Part 1: Gerbang

272 17 1
                                    


"Jika hakikat manusia itu diartikan sebagai individu yang selalu mengharapkan kebahagiaan di dunia, maka aku bukanlah golongan darinya. Jika syarat menjadi manusia seutuhnya adalah harus hidup di sekeliling orang-orang terkasihnya, maka aku lebih baik mengundurkan diri dari jabatan sebagai manusia. Jika definisi dari neraka dunia ialah sebuah kehidupan yang dipenuhi penderitaan dan cobaan, maka itulah hidupku".
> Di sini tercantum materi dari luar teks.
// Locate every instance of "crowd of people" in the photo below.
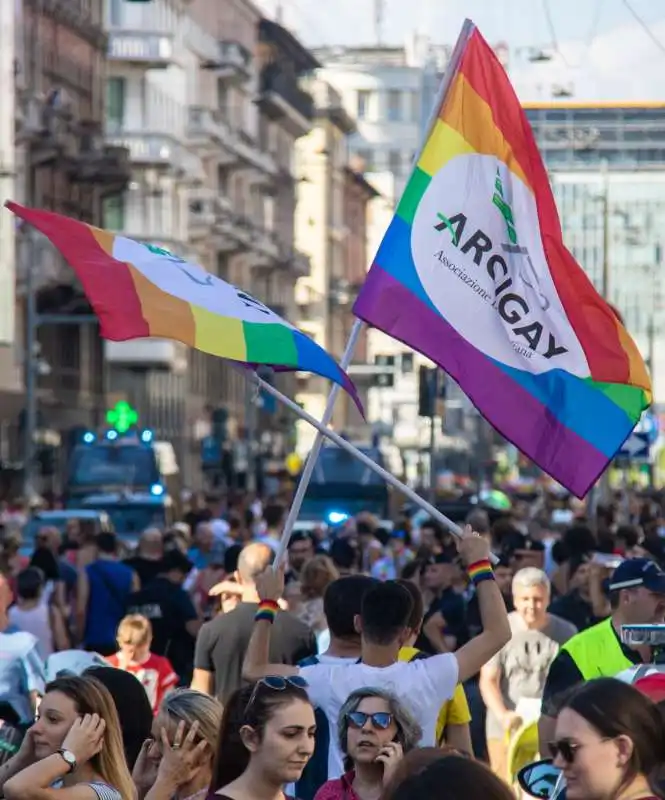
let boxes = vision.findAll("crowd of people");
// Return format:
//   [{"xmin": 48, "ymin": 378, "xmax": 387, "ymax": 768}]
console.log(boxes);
[{"xmin": 0, "ymin": 488, "xmax": 665, "ymax": 800}]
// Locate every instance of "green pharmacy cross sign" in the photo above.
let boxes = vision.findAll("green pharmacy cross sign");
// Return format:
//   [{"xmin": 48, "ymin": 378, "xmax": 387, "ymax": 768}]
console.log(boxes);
[{"xmin": 106, "ymin": 400, "xmax": 139, "ymax": 433}]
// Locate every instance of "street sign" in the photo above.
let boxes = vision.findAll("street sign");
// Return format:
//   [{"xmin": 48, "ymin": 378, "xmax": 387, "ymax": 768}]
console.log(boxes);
[
  {"xmin": 106, "ymin": 400, "xmax": 139, "ymax": 433},
  {"xmin": 617, "ymin": 431, "xmax": 651, "ymax": 461}
]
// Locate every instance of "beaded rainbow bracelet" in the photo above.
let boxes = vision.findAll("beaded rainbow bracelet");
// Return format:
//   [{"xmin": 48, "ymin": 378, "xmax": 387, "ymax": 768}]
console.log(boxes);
[
  {"xmin": 466, "ymin": 558, "xmax": 494, "ymax": 586},
  {"xmin": 254, "ymin": 600, "xmax": 279, "ymax": 624}
]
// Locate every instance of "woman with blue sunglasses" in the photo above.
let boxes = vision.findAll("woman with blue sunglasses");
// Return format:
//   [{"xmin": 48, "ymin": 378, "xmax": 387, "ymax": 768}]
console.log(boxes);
[{"xmin": 314, "ymin": 688, "xmax": 422, "ymax": 800}]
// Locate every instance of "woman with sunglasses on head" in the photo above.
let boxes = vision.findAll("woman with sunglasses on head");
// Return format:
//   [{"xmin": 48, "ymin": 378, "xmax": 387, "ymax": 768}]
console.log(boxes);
[
  {"xmin": 315, "ymin": 688, "xmax": 422, "ymax": 800},
  {"xmin": 132, "ymin": 689, "xmax": 222, "ymax": 800},
  {"xmin": 0, "ymin": 677, "xmax": 135, "ymax": 800},
  {"xmin": 208, "ymin": 675, "xmax": 316, "ymax": 800},
  {"xmin": 549, "ymin": 678, "xmax": 665, "ymax": 800}
]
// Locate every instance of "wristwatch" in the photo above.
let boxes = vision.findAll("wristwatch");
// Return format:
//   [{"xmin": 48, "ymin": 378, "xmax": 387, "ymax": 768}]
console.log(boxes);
[{"xmin": 58, "ymin": 747, "xmax": 76, "ymax": 772}]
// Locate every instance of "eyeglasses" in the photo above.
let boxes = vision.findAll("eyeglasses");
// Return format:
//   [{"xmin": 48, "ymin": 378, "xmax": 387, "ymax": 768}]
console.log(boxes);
[
  {"xmin": 547, "ymin": 737, "xmax": 610, "ymax": 764},
  {"xmin": 346, "ymin": 711, "xmax": 393, "ymax": 731},
  {"xmin": 243, "ymin": 675, "xmax": 309, "ymax": 717}
]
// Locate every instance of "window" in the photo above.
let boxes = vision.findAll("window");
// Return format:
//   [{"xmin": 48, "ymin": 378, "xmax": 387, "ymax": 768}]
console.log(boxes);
[
  {"xmin": 357, "ymin": 89, "xmax": 372, "ymax": 119},
  {"xmin": 411, "ymin": 92, "xmax": 421, "ymax": 122},
  {"xmin": 388, "ymin": 150, "xmax": 402, "ymax": 175},
  {"xmin": 106, "ymin": 78, "xmax": 125, "ymax": 132},
  {"xmin": 357, "ymin": 150, "xmax": 374, "ymax": 172},
  {"xmin": 102, "ymin": 194, "xmax": 125, "ymax": 231},
  {"xmin": 388, "ymin": 89, "xmax": 402, "ymax": 122}
]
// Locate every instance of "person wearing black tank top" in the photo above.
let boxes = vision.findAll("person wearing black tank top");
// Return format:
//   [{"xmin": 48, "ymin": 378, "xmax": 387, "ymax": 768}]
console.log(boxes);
[{"xmin": 207, "ymin": 676, "xmax": 316, "ymax": 800}]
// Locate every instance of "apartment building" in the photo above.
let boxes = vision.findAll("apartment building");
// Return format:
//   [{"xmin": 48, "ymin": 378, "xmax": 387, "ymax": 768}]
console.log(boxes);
[
  {"xmin": 105, "ymin": 0, "xmax": 317, "ymax": 485},
  {"xmin": 0, "ymin": 0, "xmax": 129, "ymax": 468},
  {"xmin": 296, "ymin": 77, "xmax": 376, "ymax": 452}
]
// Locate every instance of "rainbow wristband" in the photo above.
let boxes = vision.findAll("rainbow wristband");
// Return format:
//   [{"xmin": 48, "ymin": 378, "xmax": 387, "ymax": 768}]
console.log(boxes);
[
  {"xmin": 254, "ymin": 600, "xmax": 279, "ymax": 625},
  {"xmin": 466, "ymin": 558, "xmax": 494, "ymax": 586}
]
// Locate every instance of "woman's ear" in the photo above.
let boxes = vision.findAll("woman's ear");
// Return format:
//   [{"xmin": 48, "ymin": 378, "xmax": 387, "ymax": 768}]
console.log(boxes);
[
  {"xmin": 240, "ymin": 725, "xmax": 259, "ymax": 753},
  {"xmin": 614, "ymin": 734, "xmax": 635, "ymax": 767}
]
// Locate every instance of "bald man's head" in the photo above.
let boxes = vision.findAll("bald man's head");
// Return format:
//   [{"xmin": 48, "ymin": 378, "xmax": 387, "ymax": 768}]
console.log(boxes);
[{"xmin": 238, "ymin": 542, "xmax": 275, "ymax": 585}]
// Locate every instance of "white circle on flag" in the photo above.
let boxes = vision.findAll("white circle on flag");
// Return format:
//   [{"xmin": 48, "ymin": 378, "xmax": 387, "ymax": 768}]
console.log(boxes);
[{"xmin": 411, "ymin": 155, "xmax": 589, "ymax": 377}]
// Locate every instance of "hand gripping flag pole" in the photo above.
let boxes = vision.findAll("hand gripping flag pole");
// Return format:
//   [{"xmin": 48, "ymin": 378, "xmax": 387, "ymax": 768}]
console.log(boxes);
[{"xmin": 246, "ymin": 373, "xmax": 497, "ymax": 564}]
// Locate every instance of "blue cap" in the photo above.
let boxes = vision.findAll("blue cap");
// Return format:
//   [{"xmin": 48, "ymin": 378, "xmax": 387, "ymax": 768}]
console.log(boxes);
[{"xmin": 608, "ymin": 558, "xmax": 665, "ymax": 594}]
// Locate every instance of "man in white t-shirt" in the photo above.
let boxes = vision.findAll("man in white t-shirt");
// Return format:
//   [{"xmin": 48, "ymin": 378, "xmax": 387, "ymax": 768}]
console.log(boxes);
[{"xmin": 243, "ymin": 528, "xmax": 510, "ymax": 779}]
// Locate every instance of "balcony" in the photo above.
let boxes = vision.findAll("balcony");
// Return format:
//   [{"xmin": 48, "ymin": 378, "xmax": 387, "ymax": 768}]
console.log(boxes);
[
  {"xmin": 257, "ymin": 64, "xmax": 315, "ymax": 137},
  {"xmin": 213, "ymin": 39, "xmax": 252, "ymax": 83},
  {"xmin": 104, "ymin": 339, "xmax": 187, "ymax": 372},
  {"xmin": 107, "ymin": 30, "xmax": 174, "ymax": 69}
]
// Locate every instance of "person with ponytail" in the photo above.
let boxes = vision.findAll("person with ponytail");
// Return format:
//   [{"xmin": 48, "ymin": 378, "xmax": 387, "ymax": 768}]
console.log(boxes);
[
  {"xmin": 541, "ymin": 678, "xmax": 665, "ymax": 800},
  {"xmin": 208, "ymin": 675, "xmax": 316, "ymax": 800}
]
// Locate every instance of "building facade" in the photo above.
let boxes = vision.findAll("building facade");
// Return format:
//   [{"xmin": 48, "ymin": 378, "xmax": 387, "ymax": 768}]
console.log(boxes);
[
  {"xmin": 105, "ymin": 0, "xmax": 318, "ymax": 486},
  {"xmin": 0, "ymin": 0, "xmax": 130, "ymax": 484},
  {"xmin": 295, "ymin": 78, "xmax": 355, "ymax": 452},
  {"xmin": 525, "ymin": 102, "xmax": 665, "ymax": 403}
]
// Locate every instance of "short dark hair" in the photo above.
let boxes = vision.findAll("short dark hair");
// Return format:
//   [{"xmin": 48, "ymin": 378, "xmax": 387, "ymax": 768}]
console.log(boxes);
[
  {"xmin": 95, "ymin": 531, "xmax": 118, "ymax": 555},
  {"xmin": 323, "ymin": 575, "xmax": 378, "ymax": 639},
  {"xmin": 330, "ymin": 539, "xmax": 358, "ymax": 569},
  {"xmin": 360, "ymin": 581, "xmax": 413, "ymax": 645},
  {"xmin": 395, "ymin": 579, "xmax": 425, "ymax": 631},
  {"xmin": 263, "ymin": 503, "xmax": 284, "ymax": 528},
  {"xmin": 16, "ymin": 567, "xmax": 44, "ymax": 600}
]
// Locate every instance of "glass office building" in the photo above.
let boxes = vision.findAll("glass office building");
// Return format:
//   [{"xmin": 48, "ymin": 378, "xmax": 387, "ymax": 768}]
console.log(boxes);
[{"xmin": 525, "ymin": 103, "xmax": 665, "ymax": 402}]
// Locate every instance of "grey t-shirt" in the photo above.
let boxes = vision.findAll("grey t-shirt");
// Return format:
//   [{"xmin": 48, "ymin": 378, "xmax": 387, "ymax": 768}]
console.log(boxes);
[{"xmin": 485, "ymin": 611, "xmax": 577, "ymax": 739}]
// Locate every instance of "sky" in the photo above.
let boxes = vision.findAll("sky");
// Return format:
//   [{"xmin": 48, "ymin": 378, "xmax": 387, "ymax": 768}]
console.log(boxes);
[{"xmin": 255, "ymin": 0, "xmax": 665, "ymax": 101}]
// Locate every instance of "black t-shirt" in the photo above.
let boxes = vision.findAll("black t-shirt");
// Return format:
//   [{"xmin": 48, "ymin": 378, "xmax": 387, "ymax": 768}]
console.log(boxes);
[
  {"xmin": 541, "ymin": 628, "xmax": 642, "ymax": 717},
  {"xmin": 127, "ymin": 578, "xmax": 197, "ymax": 684},
  {"xmin": 414, "ymin": 588, "xmax": 469, "ymax": 655},
  {"xmin": 194, "ymin": 603, "xmax": 316, "ymax": 703},
  {"xmin": 125, "ymin": 556, "xmax": 162, "ymax": 589},
  {"xmin": 548, "ymin": 591, "xmax": 602, "ymax": 631}
]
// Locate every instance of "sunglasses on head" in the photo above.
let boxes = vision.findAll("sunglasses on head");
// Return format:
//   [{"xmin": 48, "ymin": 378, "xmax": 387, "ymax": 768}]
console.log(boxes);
[
  {"xmin": 346, "ymin": 711, "xmax": 393, "ymax": 731},
  {"xmin": 244, "ymin": 675, "xmax": 309, "ymax": 716}
]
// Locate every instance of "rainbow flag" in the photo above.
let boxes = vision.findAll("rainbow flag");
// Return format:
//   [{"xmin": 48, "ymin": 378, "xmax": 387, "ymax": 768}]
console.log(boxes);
[
  {"xmin": 5, "ymin": 201, "xmax": 362, "ymax": 411},
  {"xmin": 354, "ymin": 22, "xmax": 651, "ymax": 497}
]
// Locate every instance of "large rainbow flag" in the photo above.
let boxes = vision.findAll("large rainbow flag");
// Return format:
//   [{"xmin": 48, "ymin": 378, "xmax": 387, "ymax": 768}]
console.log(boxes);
[
  {"xmin": 5, "ymin": 201, "xmax": 362, "ymax": 411},
  {"xmin": 354, "ymin": 22, "xmax": 651, "ymax": 497}
]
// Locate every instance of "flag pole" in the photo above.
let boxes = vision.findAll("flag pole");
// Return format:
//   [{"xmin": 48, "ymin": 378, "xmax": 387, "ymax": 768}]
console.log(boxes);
[
  {"xmin": 248, "ymin": 373, "xmax": 496, "ymax": 563},
  {"xmin": 273, "ymin": 318, "xmax": 364, "ymax": 569}
]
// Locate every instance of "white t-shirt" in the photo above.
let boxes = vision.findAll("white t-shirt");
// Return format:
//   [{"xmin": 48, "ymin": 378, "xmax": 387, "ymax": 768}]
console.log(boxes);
[{"xmin": 299, "ymin": 653, "xmax": 459, "ymax": 780}]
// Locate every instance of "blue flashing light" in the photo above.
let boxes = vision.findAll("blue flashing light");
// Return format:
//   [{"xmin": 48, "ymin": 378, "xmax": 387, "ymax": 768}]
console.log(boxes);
[{"xmin": 326, "ymin": 511, "xmax": 349, "ymax": 525}]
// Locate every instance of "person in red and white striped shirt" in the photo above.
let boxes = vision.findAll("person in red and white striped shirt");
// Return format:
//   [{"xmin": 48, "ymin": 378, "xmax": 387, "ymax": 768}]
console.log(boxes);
[{"xmin": 107, "ymin": 614, "xmax": 178, "ymax": 714}]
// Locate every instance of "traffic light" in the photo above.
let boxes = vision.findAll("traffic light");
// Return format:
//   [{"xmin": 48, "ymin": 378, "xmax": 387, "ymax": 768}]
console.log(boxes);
[
  {"xmin": 374, "ymin": 355, "xmax": 395, "ymax": 389},
  {"xmin": 418, "ymin": 367, "xmax": 446, "ymax": 417}
]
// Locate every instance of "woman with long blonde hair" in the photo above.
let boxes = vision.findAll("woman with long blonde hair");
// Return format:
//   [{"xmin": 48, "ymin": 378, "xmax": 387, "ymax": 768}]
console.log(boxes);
[{"xmin": 0, "ymin": 676, "xmax": 135, "ymax": 800}]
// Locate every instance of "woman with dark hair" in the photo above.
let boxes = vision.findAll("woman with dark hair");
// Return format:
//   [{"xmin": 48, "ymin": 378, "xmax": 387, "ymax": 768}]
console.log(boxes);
[
  {"xmin": 209, "ymin": 675, "xmax": 316, "ymax": 800},
  {"xmin": 381, "ymin": 751, "xmax": 515, "ymax": 800},
  {"xmin": 83, "ymin": 667, "xmax": 154, "ymax": 770},
  {"xmin": 550, "ymin": 678, "xmax": 665, "ymax": 800}
]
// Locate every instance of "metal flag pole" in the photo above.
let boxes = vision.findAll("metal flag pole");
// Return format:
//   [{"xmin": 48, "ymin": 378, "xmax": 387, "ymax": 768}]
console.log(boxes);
[
  {"xmin": 247, "ymin": 373, "xmax": 497, "ymax": 563},
  {"xmin": 274, "ymin": 318, "xmax": 364, "ymax": 569},
  {"xmin": 274, "ymin": 19, "xmax": 474, "ymax": 569}
]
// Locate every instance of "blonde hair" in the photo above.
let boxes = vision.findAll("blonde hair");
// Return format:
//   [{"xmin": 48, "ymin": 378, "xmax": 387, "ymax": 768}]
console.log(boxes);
[
  {"xmin": 116, "ymin": 614, "xmax": 152, "ymax": 647},
  {"xmin": 300, "ymin": 556, "xmax": 339, "ymax": 600},
  {"xmin": 46, "ymin": 675, "xmax": 136, "ymax": 800},
  {"xmin": 159, "ymin": 689, "xmax": 223, "ymax": 761}
]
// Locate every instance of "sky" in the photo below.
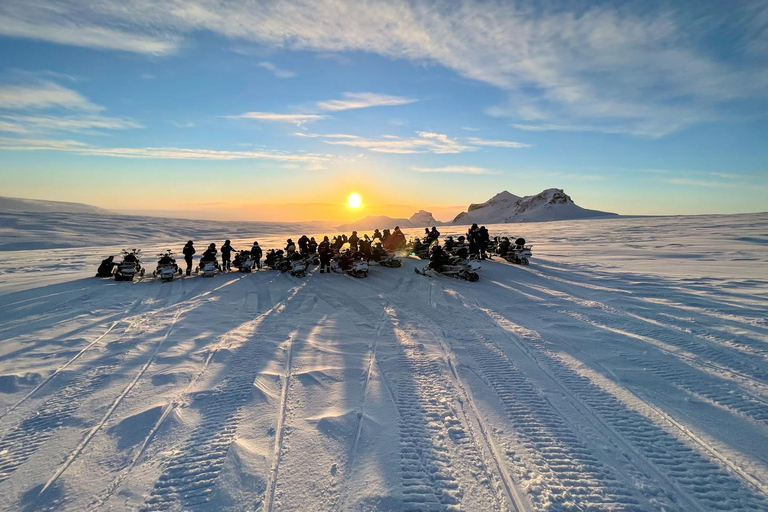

Kamu tau pemandangan jenis apa yang paing aku suka? Jikalau perempuan pada umumnya lebih menyukai pemandangan alam beserta bunga-bunga yang mulai bangun dari kuncupnya, maka aku jauh dari semua itu. Aku lebih suka melihat sekumpulan manusia yang nampak tertawa lepas bersama orang-orang terkasihnya. Sungguh tiada hal yang lebih indah dari pemandangan tersebut. Mata yang memancarkan kebahagiaan, bibir yang mengeluarkan candaan hangan nan manis, pipi yang nampak berkerut oleh tarikan otot-otot pipi karena tawa. Aaah... alangkah indahnya pemandangan tersebut. Bahkan aku dengan sendirinya akan ikut merasa tentram bahkan hanya dengan memandangnya.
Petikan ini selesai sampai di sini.